Demand more transparency on funds allocation and business expenses. Don’t disregard any project that raised a couple million during an ICO should correlate with talk back to a be accountable to you. Not having contractual rights doesn’t mean companies can do whatever they scarceness. There are moral obligations and values to respect.
Decentralization means the total happens at a slower pace and that’s ok. We cannot have both an increased effectiveness and effectiveness.
It’s either one or the other.
What I can say is I used to be more positive around ICOs until I at the end of the day dug deep, met some founders and key advisors, looked-up rates asked by most ICO trackers for PR, scrutinizes or overall exposure and realized most are too accustomed to traditional businesses and don’t definitely get the aim of cryptocurrency: to decentralize.
My advice? Forget most YouTube reviewers, ICO trackers, virtuoso advisors and Telegram channels.
99% is crap.
Reviews are paid, ICO trackers assign insane amounts to list projects and give priority to the ones who pay numberless, independently of the underlying project or idea and advisers care more thither BTC and ETH pre-payments than doing some actual work.

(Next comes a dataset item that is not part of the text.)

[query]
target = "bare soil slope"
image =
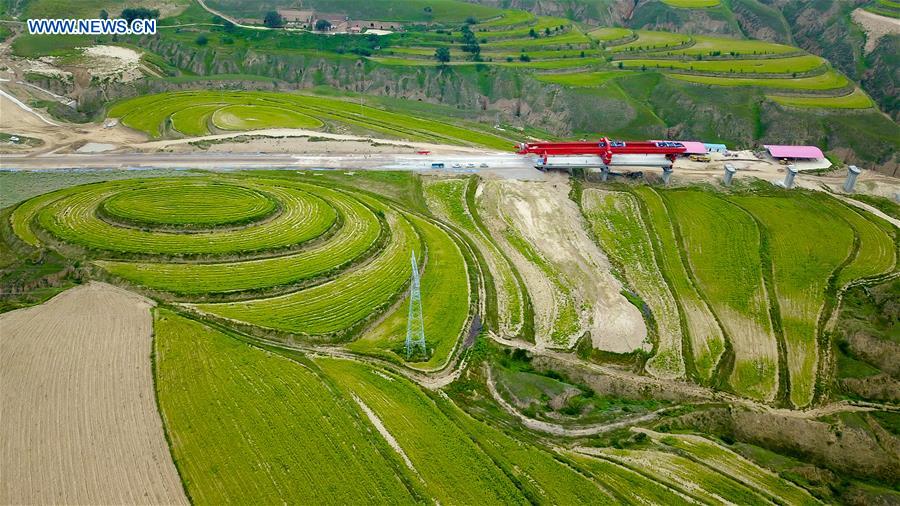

Good values type giving honest reviews not based on payments (much like the Weiss exemplar) or being transparent about projects you have personally invested in, notably if you’re an influencer, are just two quick fixes that could potentially assist out.
The bubble will pop, but good projects will survive!
At this implication, this conclusion becomes obvious.
The hard question to ask yourself is which invents will remain, as to me that is not so obvious.
Many smart people say there’s prevailing to be a killer app that will tip the scale.
Except, I already know a hatchet man app doing exactly that: Bitcoin;
We still need better billfold apps that connect every blockchain, I know, however there are numberless already deployed. The problem now seems to be which one will live.
Peradventure adoption hasn’t taken place, not because people can’t spend the species, but because they cannot earn them. Yes, great UX/UI for wallet apps and pathway to spend tokens are important, nonetheless we’ve been going on and on in circles all that point. If you don’t have a way to distribute tokens to people as a reward, for participating in your network, there is no spur to use tokens.
Having a way to spend tokens is meaningless if I cannot earn them.
My go out of ones way to of view is for you to focus your attention, not only in protocols, but also in any outline which aims to distribute tokens to users as a reward for participating in the network.
Any way you can notion of of: as a miner, as a staker (hodler) or as a user. Projects like Steemit, Bitclave, Neo or Pre-eminence – which offer an actual incentive to use the network – are great examples because any deputy who interacts with the network gets richer for participating.
As you enrich the network, the network embellishes you.
This is, to me, the true meaning of decentralization: competition and cooperation come hand-to-hand. It’s not not about your own gains, but also the network gains and how you contribute to its change for the better and growth.
The cryptocurrency ecosystem will change how we deal with information, information or even time. Our attention will be the new oil as we now, too, have a way to monetize it.
Do not plug up investing in ICOs because some are scams or because they’re too perilous. It’s the only way to keep the system running. Be smarter about it and think of sense a business could potentially benefit from distributing rewards to its network of operators and put your money into ICOs doing exactly that.
Don’t waste your faith on the market and let it mature; some projects will at last rise to the top.
The only remaining question is: will you be riding them, or what?